Please don’t try this without a little research first, but what about just popping it in the oven and running the self clean cycle? It wouldn’t melt would it?

I don’t think my oven has a self-clean cycle… well, at least if it does, I haven’t discovered it yet. Either way, the problem is pretty much solved. There’s very little residue left on the pan and I’ll just use it a few times to get the last wee bits off.

Sure it does. I’ll show you when I get home. :slight_smile:

I had to go to the oven to check just now to make sure you weren’t telling some horrible joke about my vagina. :stuck_out_tongue:

im wondering what the ratio is for the V/BS i know it can get very messy. never made the volcano in school :frowning:

Well, it’s been six years since I burned that stuffing into the pan, and have managed to get whichever pan it was clean enough that I can’t tell the difference between it and the other pans.

As for the ratios, you might have luck with this article.

Sorry I wasn’t around in '07 when this zombie was fresh.
However, since it’s been resurrected, I figure it won’t hurt too much to add my 40-cents:

My wife occasionally burns black stuff onto the bottom of her stainless steel pots or pans. I dunno how she does it, but she invariably leaves it up to me to wrestle with the clean-up. It occurred to me that an excellent treatment would be to generously apply some kind of acid (tomato will do) with heat in a paste-like format over the blackened spots for twenty minutes or so. Hmmm…

I make spaghetti sauce (with slightly-charred meatballs) in the affected equipment, making sure to let the sauce come to a quick boil and then simmer for at least a half-hour (primarily to let the flavors soak into the meatballs). After serving dinner and storing the remainder of the sauce (and pasta, for that matter) I take a steel or copper scrubber to the thing and scrub it in hot soapy water. I don’t even have to scrub all that hard. By the time I’m done – five minutes, tops – the steel is sparkling again.
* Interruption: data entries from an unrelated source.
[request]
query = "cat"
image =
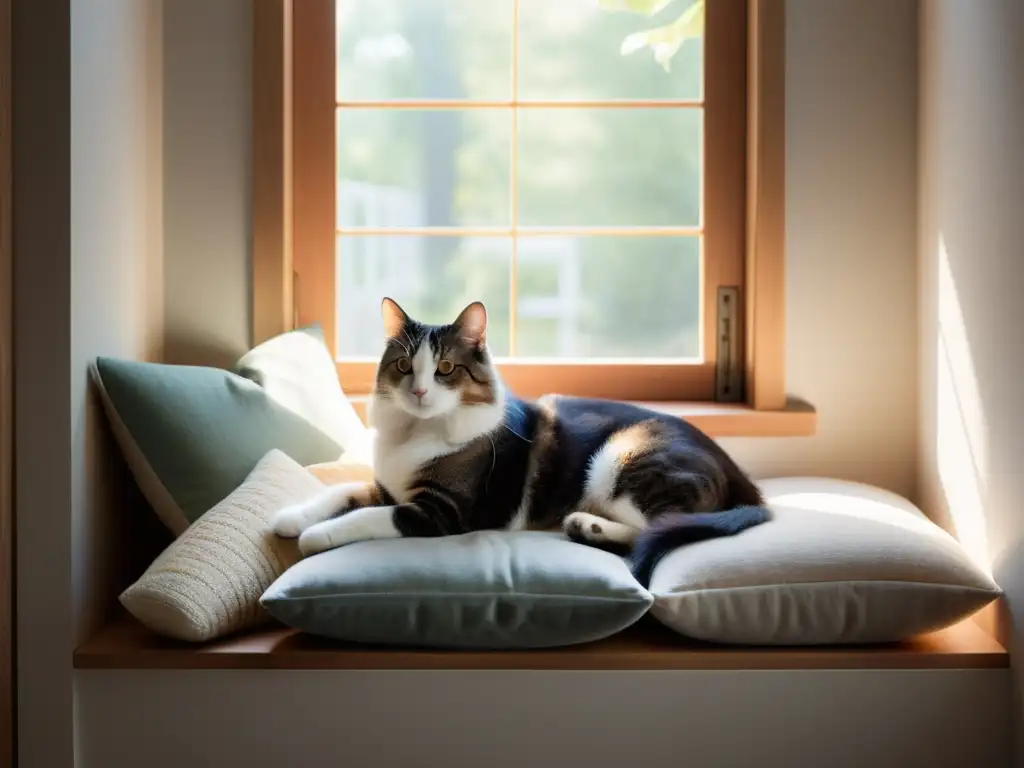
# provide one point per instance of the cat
(456, 452)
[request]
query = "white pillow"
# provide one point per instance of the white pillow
(208, 582)
(297, 371)
(840, 562)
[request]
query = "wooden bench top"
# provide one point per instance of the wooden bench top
(125, 644)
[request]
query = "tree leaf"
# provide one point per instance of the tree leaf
(643, 7)
(666, 41)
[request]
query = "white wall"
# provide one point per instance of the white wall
(207, 151)
(90, 283)
(851, 335)
(972, 275)
(851, 209)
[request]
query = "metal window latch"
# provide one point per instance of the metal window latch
(728, 374)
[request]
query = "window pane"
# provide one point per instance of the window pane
(609, 167)
(608, 297)
(390, 49)
(569, 49)
(423, 167)
(432, 278)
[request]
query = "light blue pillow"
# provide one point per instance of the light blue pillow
(496, 590)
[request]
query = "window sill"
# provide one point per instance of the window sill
(798, 419)
(125, 644)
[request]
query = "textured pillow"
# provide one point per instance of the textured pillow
(296, 370)
(208, 582)
(841, 562)
(192, 434)
(480, 590)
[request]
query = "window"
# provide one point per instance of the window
(601, 205)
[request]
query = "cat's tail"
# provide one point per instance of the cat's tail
(671, 530)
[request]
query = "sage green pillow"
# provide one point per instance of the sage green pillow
(487, 590)
(192, 434)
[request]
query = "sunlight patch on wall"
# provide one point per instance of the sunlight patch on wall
(961, 424)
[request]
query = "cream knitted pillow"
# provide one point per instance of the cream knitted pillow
(208, 582)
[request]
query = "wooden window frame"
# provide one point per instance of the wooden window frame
(294, 236)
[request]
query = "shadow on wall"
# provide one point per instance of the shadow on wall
(187, 349)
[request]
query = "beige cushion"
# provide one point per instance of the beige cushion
(208, 582)
(841, 562)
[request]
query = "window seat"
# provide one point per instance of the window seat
(125, 644)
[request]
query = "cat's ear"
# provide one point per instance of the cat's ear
(472, 324)
(394, 317)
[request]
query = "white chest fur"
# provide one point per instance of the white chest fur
(396, 464)
(404, 444)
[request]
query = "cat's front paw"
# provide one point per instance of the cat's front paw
(315, 540)
(291, 521)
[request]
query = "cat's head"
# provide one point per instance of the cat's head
(433, 371)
This has worked in 99% of the cases my wife has given me.

—G!
Some guys make barbecue skills into an art form.
Me: I simply burn meat.

Should you do it again…

Go to the paint section of any hardware store.

Get a sanding sponge.

Not for non-stick, but for stainless cookware it’s fabulous for those various stains.

Similar to the sanding sponge, I just use a magic eraser on my burnt-on pans now. Soak them first, get the upper layers of crap off, then scrub the burnt-on stuff with the magic eraser. It seems to be working just fine.

Just tonight I once again cleaned some cookware with my 1300 psi power spray washer in the yard. You can get one at Lowes, Home Depot, Walmart, etc. For about $120
Just hook up a hose and 110 volts, and blast away.
Be sure to wear safety glasses. I have had big chunks of razor sharp burnt residue fly off at great speed and distance. Also water over 1000 psi can cut you, and even kill you. Just one millisecond of distraction and you will badly injure yourself.
FYI 1300 psi power washers are used by people who restore furniture to Blast the paint off, to give you an idea of its power.